Thinking About What We Eat At Passover

Yes, Pesach is the time to celebrate freedom and redemption. But it is also a time of eating, eating and more eating. We will surely be spending a lot of time around our holiday table, sharing meals with family and friends. We have sure evolved from the days when Pesach meant simply matza, potatoes and gefilte fish. We can now enjoy such delicacies as quiche, pizza and tea rooms in fancy kosher hotels.

We should be proud of how far we’ve come but we shouldn’t be so content with or focused on the gourmet Kosher for Passover food that we forget the true connections between what we put in our mouths and the meaning of the Passover. We all know that matza reminds us of our hasty departure from Egypt, maror reminds us of the bitterness of slavery, and charoset the mortar used in brick making, etc. But the connections shouldn’t end there.

I was thinking of the importance of thinking what we put in our mouths after reading a recent JCarrot posting by Rabbi Eiav Bock, director of the new Ramah Outdoor Adventure Camp in the Rockies.

Here is an excerpt:

Our goal at Ramah Outdoor Adventure is to completely change the way that we approach food at a summer camp. We have budgeted much more money for food than typical camps.

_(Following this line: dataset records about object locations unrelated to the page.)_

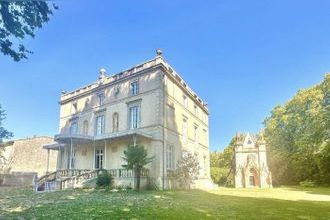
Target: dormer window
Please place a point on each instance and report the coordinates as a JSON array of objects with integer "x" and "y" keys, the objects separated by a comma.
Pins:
[
  {"x": 185, "y": 101},
  {"x": 100, "y": 99},
  {"x": 134, "y": 88},
  {"x": 74, "y": 107},
  {"x": 196, "y": 110},
  {"x": 74, "y": 127}
]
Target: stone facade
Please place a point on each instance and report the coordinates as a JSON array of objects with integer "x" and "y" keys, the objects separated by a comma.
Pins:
[
  {"x": 28, "y": 156},
  {"x": 149, "y": 105},
  {"x": 251, "y": 162}
]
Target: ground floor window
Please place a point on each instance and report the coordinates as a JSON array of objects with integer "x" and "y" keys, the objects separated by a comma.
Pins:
[{"x": 98, "y": 158}]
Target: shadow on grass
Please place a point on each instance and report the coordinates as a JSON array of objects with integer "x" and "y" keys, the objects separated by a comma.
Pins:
[{"x": 195, "y": 204}]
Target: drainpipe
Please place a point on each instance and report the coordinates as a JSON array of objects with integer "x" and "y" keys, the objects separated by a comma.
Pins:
[
  {"x": 164, "y": 121},
  {"x": 93, "y": 166},
  {"x": 47, "y": 161},
  {"x": 70, "y": 162},
  {"x": 105, "y": 154}
]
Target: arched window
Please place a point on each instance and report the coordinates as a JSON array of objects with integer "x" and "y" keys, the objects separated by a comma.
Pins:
[
  {"x": 115, "y": 122},
  {"x": 85, "y": 127}
]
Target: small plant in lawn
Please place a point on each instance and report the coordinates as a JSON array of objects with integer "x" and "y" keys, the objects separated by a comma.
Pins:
[
  {"x": 307, "y": 183},
  {"x": 104, "y": 179},
  {"x": 136, "y": 158},
  {"x": 187, "y": 170}
]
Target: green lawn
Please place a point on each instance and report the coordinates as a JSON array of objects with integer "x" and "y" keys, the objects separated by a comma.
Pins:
[{"x": 222, "y": 203}]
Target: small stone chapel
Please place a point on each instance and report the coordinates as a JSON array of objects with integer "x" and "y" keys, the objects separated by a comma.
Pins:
[{"x": 251, "y": 169}]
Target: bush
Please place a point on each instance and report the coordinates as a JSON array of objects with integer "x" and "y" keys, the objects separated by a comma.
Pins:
[
  {"x": 307, "y": 183},
  {"x": 104, "y": 179}
]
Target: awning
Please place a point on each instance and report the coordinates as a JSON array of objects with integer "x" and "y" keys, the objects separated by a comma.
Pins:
[
  {"x": 66, "y": 138},
  {"x": 123, "y": 135},
  {"x": 54, "y": 146}
]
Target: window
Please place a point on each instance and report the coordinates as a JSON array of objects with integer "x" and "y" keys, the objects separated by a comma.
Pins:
[
  {"x": 251, "y": 181},
  {"x": 185, "y": 101},
  {"x": 85, "y": 127},
  {"x": 98, "y": 159},
  {"x": 196, "y": 134},
  {"x": 86, "y": 103},
  {"x": 205, "y": 165},
  {"x": 134, "y": 87},
  {"x": 170, "y": 117},
  {"x": 185, "y": 129},
  {"x": 74, "y": 127},
  {"x": 205, "y": 135},
  {"x": 115, "y": 122},
  {"x": 74, "y": 107},
  {"x": 169, "y": 156},
  {"x": 100, "y": 98},
  {"x": 134, "y": 117},
  {"x": 196, "y": 110},
  {"x": 99, "y": 127}
]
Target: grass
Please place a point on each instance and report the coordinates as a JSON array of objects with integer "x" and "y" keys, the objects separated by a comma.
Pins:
[{"x": 222, "y": 203}]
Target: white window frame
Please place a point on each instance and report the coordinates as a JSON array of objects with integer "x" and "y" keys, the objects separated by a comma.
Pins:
[
  {"x": 170, "y": 157},
  {"x": 196, "y": 134},
  {"x": 99, "y": 158},
  {"x": 85, "y": 127},
  {"x": 100, "y": 98},
  {"x": 185, "y": 128},
  {"x": 134, "y": 87},
  {"x": 134, "y": 116},
  {"x": 74, "y": 127},
  {"x": 99, "y": 125},
  {"x": 74, "y": 108},
  {"x": 185, "y": 101}
]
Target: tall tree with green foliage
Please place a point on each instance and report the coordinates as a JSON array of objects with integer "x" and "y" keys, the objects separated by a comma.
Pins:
[
  {"x": 19, "y": 19},
  {"x": 136, "y": 158},
  {"x": 223, "y": 165},
  {"x": 298, "y": 137}
]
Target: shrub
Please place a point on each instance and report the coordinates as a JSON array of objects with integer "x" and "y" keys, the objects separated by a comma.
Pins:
[
  {"x": 307, "y": 183},
  {"x": 187, "y": 170},
  {"x": 104, "y": 179}
]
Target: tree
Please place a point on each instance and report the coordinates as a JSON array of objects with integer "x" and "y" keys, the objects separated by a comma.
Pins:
[
  {"x": 19, "y": 19},
  {"x": 136, "y": 158},
  {"x": 223, "y": 165},
  {"x": 298, "y": 137},
  {"x": 187, "y": 170}
]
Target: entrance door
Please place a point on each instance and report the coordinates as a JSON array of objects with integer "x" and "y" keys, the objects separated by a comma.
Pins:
[{"x": 98, "y": 158}]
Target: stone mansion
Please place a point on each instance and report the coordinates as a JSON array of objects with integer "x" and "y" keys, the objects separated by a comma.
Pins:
[{"x": 148, "y": 104}]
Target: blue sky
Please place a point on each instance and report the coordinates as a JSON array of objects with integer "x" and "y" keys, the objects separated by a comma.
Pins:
[{"x": 242, "y": 57}]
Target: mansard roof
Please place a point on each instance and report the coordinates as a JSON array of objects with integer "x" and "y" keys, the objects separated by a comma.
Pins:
[{"x": 104, "y": 80}]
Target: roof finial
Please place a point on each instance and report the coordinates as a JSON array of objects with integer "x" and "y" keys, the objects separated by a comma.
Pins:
[
  {"x": 102, "y": 73},
  {"x": 159, "y": 52}
]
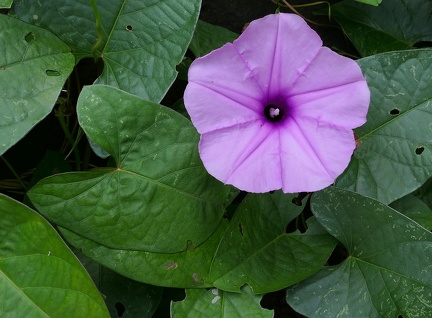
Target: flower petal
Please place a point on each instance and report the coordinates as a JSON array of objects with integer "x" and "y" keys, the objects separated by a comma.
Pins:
[
  {"x": 278, "y": 48},
  {"x": 246, "y": 156},
  {"x": 313, "y": 154},
  {"x": 333, "y": 90},
  {"x": 221, "y": 91}
]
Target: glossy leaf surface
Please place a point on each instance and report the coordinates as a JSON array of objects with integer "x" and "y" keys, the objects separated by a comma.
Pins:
[
  {"x": 39, "y": 275},
  {"x": 218, "y": 303},
  {"x": 393, "y": 25},
  {"x": 367, "y": 284},
  {"x": 32, "y": 73},
  {"x": 265, "y": 257},
  {"x": 158, "y": 197},
  {"x": 188, "y": 269},
  {"x": 394, "y": 155},
  {"x": 141, "y": 40}
]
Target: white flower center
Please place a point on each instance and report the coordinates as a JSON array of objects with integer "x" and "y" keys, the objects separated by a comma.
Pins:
[{"x": 274, "y": 112}]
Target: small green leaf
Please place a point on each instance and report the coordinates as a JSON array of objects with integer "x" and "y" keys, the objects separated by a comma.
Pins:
[
  {"x": 30, "y": 56},
  {"x": 257, "y": 251},
  {"x": 208, "y": 37},
  {"x": 5, "y": 4},
  {"x": 39, "y": 276},
  {"x": 371, "y": 2},
  {"x": 218, "y": 303},
  {"x": 143, "y": 40},
  {"x": 397, "y": 137},
  {"x": 394, "y": 25},
  {"x": 387, "y": 272},
  {"x": 159, "y": 184}
]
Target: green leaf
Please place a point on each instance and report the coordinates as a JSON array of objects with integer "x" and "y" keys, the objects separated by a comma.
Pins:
[
  {"x": 5, "y": 4},
  {"x": 208, "y": 37},
  {"x": 28, "y": 91},
  {"x": 417, "y": 205},
  {"x": 394, "y": 156},
  {"x": 158, "y": 186},
  {"x": 143, "y": 40},
  {"x": 39, "y": 276},
  {"x": 189, "y": 269},
  {"x": 371, "y": 2},
  {"x": 137, "y": 299},
  {"x": 394, "y": 25},
  {"x": 257, "y": 251},
  {"x": 387, "y": 272},
  {"x": 218, "y": 303}
]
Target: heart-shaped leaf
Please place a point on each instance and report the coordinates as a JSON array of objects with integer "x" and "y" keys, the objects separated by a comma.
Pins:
[
  {"x": 264, "y": 256},
  {"x": 387, "y": 272},
  {"x": 39, "y": 275},
  {"x": 417, "y": 205},
  {"x": 394, "y": 156},
  {"x": 34, "y": 65},
  {"x": 124, "y": 297},
  {"x": 218, "y": 303},
  {"x": 158, "y": 198},
  {"x": 189, "y": 269},
  {"x": 394, "y": 25},
  {"x": 141, "y": 40}
]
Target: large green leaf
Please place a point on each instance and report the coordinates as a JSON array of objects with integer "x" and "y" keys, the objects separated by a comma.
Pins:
[
  {"x": 142, "y": 40},
  {"x": 218, "y": 303},
  {"x": 263, "y": 255},
  {"x": 394, "y": 156},
  {"x": 388, "y": 270},
  {"x": 124, "y": 297},
  {"x": 39, "y": 275},
  {"x": 394, "y": 25},
  {"x": 158, "y": 198},
  {"x": 188, "y": 269},
  {"x": 34, "y": 65}
]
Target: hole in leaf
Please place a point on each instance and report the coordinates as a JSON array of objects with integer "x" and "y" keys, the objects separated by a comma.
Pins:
[
  {"x": 120, "y": 309},
  {"x": 395, "y": 112},
  {"x": 52, "y": 73},
  {"x": 29, "y": 37},
  {"x": 419, "y": 150}
]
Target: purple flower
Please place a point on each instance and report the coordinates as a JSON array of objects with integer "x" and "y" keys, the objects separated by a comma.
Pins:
[{"x": 275, "y": 109}]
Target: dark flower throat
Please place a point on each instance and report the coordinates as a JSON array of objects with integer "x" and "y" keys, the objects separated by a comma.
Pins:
[{"x": 273, "y": 113}]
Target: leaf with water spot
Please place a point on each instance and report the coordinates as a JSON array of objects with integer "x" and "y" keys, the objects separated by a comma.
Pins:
[
  {"x": 28, "y": 90},
  {"x": 159, "y": 196},
  {"x": 142, "y": 40},
  {"x": 388, "y": 269},
  {"x": 393, "y": 25},
  {"x": 394, "y": 156},
  {"x": 219, "y": 303},
  {"x": 264, "y": 255}
]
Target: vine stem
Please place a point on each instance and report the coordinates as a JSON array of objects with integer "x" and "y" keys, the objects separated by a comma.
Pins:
[
  {"x": 98, "y": 28},
  {"x": 69, "y": 137},
  {"x": 14, "y": 173}
]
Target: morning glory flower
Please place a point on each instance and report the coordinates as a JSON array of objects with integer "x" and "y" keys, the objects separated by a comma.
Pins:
[{"x": 275, "y": 109}]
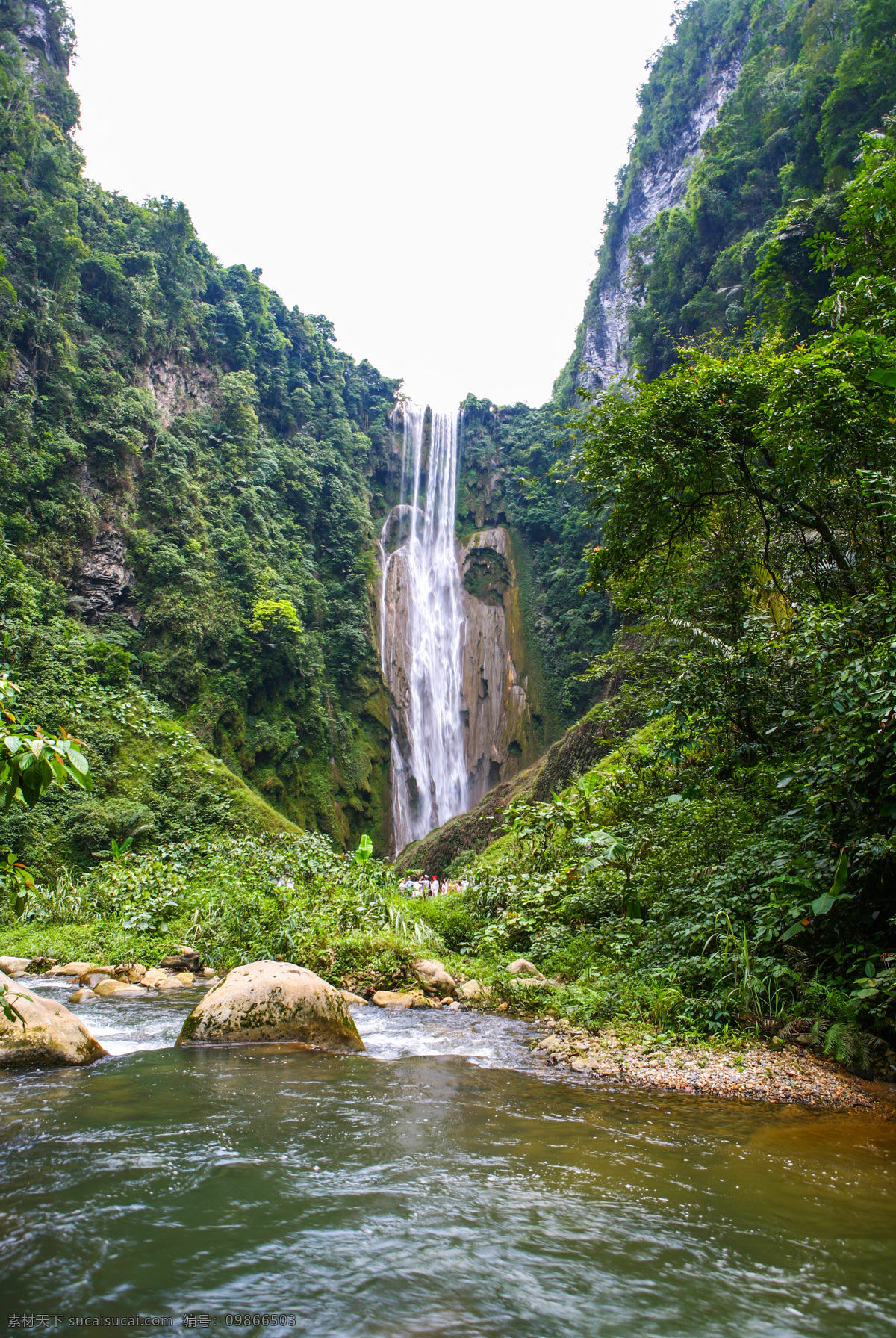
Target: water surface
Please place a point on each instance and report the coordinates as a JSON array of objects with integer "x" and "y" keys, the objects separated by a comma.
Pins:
[{"x": 439, "y": 1184}]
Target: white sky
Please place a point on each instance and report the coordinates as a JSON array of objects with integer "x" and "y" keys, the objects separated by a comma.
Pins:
[{"x": 429, "y": 176}]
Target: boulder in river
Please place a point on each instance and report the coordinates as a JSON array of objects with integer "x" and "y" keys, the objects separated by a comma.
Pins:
[
  {"x": 51, "y": 1033},
  {"x": 154, "y": 976},
  {"x": 520, "y": 967},
  {"x": 113, "y": 989},
  {"x": 130, "y": 972},
  {"x": 90, "y": 979},
  {"x": 272, "y": 1001},
  {"x": 175, "y": 982},
  {"x": 11, "y": 965},
  {"x": 402, "y": 998},
  {"x": 434, "y": 977},
  {"x": 185, "y": 960},
  {"x": 471, "y": 991}
]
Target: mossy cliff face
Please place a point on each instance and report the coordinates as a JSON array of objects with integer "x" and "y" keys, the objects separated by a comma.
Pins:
[
  {"x": 181, "y": 454},
  {"x": 503, "y": 712}
]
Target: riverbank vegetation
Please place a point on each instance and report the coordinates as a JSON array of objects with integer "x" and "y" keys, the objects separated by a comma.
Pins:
[{"x": 206, "y": 462}]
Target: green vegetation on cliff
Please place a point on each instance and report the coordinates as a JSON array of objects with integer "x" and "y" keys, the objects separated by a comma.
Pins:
[
  {"x": 733, "y": 861},
  {"x": 186, "y": 459}
]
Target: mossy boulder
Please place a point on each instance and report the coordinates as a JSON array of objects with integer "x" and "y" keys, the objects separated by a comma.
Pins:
[
  {"x": 269, "y": 1003},
  {"x": 51, "y": 1035}
]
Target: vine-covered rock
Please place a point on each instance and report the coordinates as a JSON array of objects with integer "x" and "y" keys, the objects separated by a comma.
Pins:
[
  {"x": 51, "y": 1035},
  {"x": 273, "y": 1001}
]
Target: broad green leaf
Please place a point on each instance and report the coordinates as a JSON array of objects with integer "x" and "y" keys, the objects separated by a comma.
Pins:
[{"x": 840, "y": 874}]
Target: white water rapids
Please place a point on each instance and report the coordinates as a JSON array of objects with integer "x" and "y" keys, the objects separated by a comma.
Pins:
[{"x": 422, "y": 631}]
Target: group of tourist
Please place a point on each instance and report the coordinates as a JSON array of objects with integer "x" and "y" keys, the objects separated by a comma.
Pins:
[{"x": 429, "y": 888}]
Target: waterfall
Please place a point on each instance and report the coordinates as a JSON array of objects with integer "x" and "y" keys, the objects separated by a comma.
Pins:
[{"x": 422, "y": 625}]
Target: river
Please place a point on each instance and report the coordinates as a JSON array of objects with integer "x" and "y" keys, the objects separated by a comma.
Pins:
[{"x": 439, "y": 1184}]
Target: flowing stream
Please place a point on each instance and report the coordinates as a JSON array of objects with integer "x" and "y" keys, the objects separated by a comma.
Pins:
[
  {"x": 422, "y": 631},
  {"x": 441, "y": 1184}
]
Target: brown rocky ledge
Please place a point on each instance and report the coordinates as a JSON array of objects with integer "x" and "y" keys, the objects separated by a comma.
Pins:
[{"x": 756, "y": 1074}]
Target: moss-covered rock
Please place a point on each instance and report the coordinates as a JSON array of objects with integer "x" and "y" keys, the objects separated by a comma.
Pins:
[
  {"x": 273, "y": 1001},
  {"x": 51, "y": 1035}
]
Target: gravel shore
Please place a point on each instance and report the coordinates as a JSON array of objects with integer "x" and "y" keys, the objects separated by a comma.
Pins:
[{"x": 757, "y": 1074}]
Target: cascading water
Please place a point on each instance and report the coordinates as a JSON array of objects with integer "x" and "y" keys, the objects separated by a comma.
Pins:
[{"x": 422, "y": 631}]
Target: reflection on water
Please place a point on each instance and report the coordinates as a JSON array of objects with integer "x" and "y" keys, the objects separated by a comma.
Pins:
[{"x": 435, "y": 1186}]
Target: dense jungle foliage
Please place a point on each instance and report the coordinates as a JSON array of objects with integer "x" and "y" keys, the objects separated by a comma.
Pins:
[
  {"x": 187, "y": 459},
  {"x": 718, "y": 533},
  {"x": 769, "y": 174},
  {"x": 732, "y": 862}
]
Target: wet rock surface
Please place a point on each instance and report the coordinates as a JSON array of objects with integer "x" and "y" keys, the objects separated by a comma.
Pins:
[
  {"x": 273, "y": 1001},
  {"x": 434, "y": 977},
  {"x": 51, "y": 1035}
]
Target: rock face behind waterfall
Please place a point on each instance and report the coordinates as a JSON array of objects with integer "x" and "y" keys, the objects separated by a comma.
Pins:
[
  {"x": 51, "y": 1035},
  {"x": 500, "y": 698},
  {"x": 273, "y": 1001}
]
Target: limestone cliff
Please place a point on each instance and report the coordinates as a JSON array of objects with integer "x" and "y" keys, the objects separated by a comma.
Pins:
[
  {"x": 656, "y": 179},
  {"x": 500, "y": 703}
]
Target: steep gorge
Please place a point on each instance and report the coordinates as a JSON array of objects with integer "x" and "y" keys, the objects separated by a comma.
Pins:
[{"x": 196, "y": 478}]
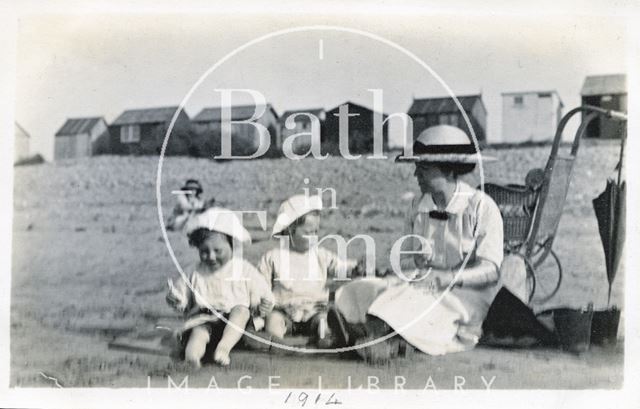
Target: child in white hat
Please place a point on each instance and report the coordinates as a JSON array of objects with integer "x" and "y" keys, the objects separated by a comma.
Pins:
[
  {"x": 221, "y": 286},
  {"x": 300, "y": 273}
]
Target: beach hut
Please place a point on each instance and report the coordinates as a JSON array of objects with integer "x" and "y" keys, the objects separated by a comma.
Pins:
[
  {"x": 426, "y": 112},
  {"x": 302, "y": 124},
  {"x": 361, "y": 130},
  {"x": 142, "y": 132},
  {"x": 207, "y": 125},
  {"x": 21, "y": 144},
  {"x": 530, "y": 116},
  {"x": 608, "y": 92},
  {"x": 81, "y": 137}
]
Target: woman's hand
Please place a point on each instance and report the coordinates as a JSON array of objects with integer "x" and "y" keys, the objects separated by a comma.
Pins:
[{"x": 265, "y": 306}]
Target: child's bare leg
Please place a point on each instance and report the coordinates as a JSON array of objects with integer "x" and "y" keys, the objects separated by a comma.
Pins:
[
  {"x": 276, "y": 324},
  {"x": 197, "y": 344},
  {"x": 239, "y": 317}
]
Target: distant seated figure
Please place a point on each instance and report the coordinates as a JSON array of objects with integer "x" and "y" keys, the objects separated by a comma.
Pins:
[{"x": 189, "y": 203}]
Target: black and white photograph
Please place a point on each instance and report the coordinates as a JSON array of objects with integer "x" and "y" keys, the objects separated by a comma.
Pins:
[{"x": 318, "y": 203}]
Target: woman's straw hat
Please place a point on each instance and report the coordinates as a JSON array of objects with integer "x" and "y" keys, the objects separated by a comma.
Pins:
[
  {"x": 220, "y": 220},
  {"x": 294, "y": 208},
  {"x": 444, "y": 143}
]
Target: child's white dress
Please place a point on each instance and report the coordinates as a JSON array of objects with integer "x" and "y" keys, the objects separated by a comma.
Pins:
[
  {"x": 299, "y": 280},
  {"x": 437, "y": 322},
  {"x": 220, "y": 291}
]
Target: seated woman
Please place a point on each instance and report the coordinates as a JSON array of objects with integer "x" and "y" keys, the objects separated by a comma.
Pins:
[{"x": 454, "y": 271}]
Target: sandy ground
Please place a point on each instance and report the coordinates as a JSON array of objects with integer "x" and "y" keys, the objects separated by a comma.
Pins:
[{"x": 89, "y": 263}]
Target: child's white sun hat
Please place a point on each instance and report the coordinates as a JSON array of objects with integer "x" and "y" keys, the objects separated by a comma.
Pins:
[
  {"x": 220, "y": 220},
  {"x": 294, "y": 208}
]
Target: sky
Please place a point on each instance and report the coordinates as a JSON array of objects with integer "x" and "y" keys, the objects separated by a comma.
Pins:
[{"x": 87, "y": 64}]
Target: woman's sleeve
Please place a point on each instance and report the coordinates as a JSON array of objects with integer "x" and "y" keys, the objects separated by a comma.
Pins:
[
  {"x": 489, "y": 233},
  {"x": 334, "y": 264}
]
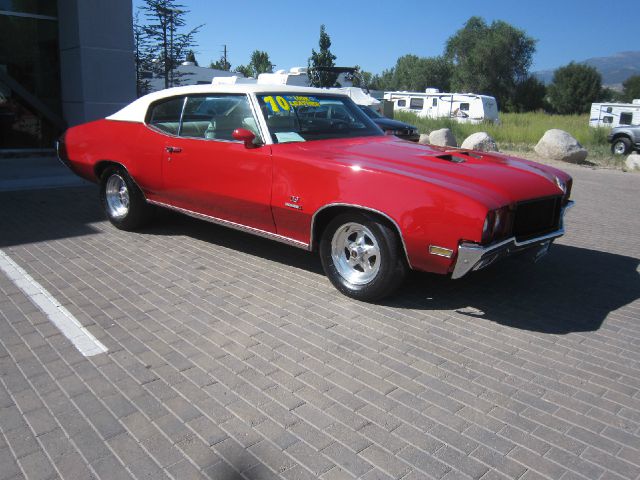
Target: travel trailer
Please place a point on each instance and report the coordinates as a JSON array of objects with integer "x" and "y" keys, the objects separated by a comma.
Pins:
[
  {"x": 297, "y": 76},
  {"x": 462, "y": 107},
  {"x": 615, "y": 114}
]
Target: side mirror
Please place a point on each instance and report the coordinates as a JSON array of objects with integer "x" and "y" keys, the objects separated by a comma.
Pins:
[{"x": 246, "y": 136}]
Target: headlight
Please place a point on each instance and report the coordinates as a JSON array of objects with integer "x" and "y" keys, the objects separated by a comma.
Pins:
[{"x": 497, "y": 225}]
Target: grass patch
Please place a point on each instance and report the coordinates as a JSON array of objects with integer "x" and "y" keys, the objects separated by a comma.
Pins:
[{"x": 520, "y": 132}]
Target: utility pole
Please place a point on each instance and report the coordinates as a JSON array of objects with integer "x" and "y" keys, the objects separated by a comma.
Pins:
[
  {"x": 171, "y": 12},
  {"x": 224, "y": 56}
]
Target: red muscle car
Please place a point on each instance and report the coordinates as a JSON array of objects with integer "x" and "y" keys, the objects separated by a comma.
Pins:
[{"x": 307, "y": 167}]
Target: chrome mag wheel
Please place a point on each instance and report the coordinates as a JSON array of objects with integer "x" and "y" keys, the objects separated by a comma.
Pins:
[
  {"x": 117, "y": 197},
  {"x": 355, "y": 253}
]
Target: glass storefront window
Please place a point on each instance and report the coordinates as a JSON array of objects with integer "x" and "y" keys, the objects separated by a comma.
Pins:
[
  {"x": 37, "y": 7},
  {"x": 29, "y": 77}
]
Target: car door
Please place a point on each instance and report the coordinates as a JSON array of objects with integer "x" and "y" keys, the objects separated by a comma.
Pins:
[{"x": 206, "y": 171}]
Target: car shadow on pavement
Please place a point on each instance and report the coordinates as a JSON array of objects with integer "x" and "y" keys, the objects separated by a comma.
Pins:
[
  {"x": 32, "y": 216},
  {"x": 571, "y": 290}
]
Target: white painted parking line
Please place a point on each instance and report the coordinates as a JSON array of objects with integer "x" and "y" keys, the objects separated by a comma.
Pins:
[{"x": 70, "y": 327}]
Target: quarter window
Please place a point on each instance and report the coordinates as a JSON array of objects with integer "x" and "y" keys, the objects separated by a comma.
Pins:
[
  {"x": 166, "y": 115},
  {"x": 215, "y": 117}
]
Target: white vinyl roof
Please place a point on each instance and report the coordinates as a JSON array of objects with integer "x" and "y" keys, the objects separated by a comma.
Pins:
[{"x": 136, "y": 111}]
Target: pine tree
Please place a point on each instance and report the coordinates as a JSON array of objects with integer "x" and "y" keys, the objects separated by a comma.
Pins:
[
  {"x": 320, "y": 61},
  {"x": 167, "y": 40}
]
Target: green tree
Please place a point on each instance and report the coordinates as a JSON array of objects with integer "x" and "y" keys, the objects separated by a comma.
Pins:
[
  {"x": 631, "y": 88},
  {"x": 143, "y": 57},
  {"x": 245, "y": 70},
  {"x": 529, "y": 96},
  {"x": 319, "y": 61},
  {"x": 361, "y": 78},
  {"x": 491, "y": 59},
  {"x": 574, "y": 88},
  {"x": 167, "y": 39},
  {"x": 260, "y": 63}
]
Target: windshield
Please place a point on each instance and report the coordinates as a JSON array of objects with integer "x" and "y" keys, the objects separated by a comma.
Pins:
[
  {"x": 300, "y": 118},
  {"x": 370, "y": 112}
]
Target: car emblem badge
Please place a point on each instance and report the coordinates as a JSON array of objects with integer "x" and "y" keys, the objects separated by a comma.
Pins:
[{"x": 293, "y": 203}]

Although I have yet to hire our head chef, the question I have asked each applicant is to tell me how they can help make the food they are serving fit within the broader mission of the camp. Anyone who does not see a direct link between the program in the kitchen and the program on the ropes-course cannot be considered for the job. Admittedly, this has made hiring our head chef all the more challenging, because I am not only seeking someone who understands Kosher food, but also someone who understands the intersection between sustainable foods and wholesome cooking.

So what are some of the commitments we have made for 2010? Here are four:

1. Throughout the week, we will be engaging in programming about food during our meals. We will be adapting elements of the Hazon Min Ha’Aretz Curriculum for use at camp.

2. We will make an effort to buy no white carbohydrates. This means, whenever possible, we will purchase whole-wheat pasta, brown rice and whole-wheat bread. We realize that there will be exceptions and of course we are limited to what we are able to purchase with a Kosher symbol. Luckily Colorado is blessed with wonderful kosher organic whole-wheat bread and organic whole-wheat pasta that is certified by the OU.

3. We will serve mainly whole grain cereal and oatmeal for breakfast only on occasion serving typical camp breakfast foods like waffles and pancakes.

4. Campers will take an active role in preparing food at camp. This will enable everyone from the youngest camper to the oldest staff member to take ownership of the food that we will be eating. When the food is great, we will know who to thank. When the food is bad, we will know who is responsible.

Like Rabbi Bock at his new Ramah camp, we Jewish educators, parents and seder hosts have the opportunity to make the important connection between the true meaning of the Passover holiday and the foods we prepare and consume.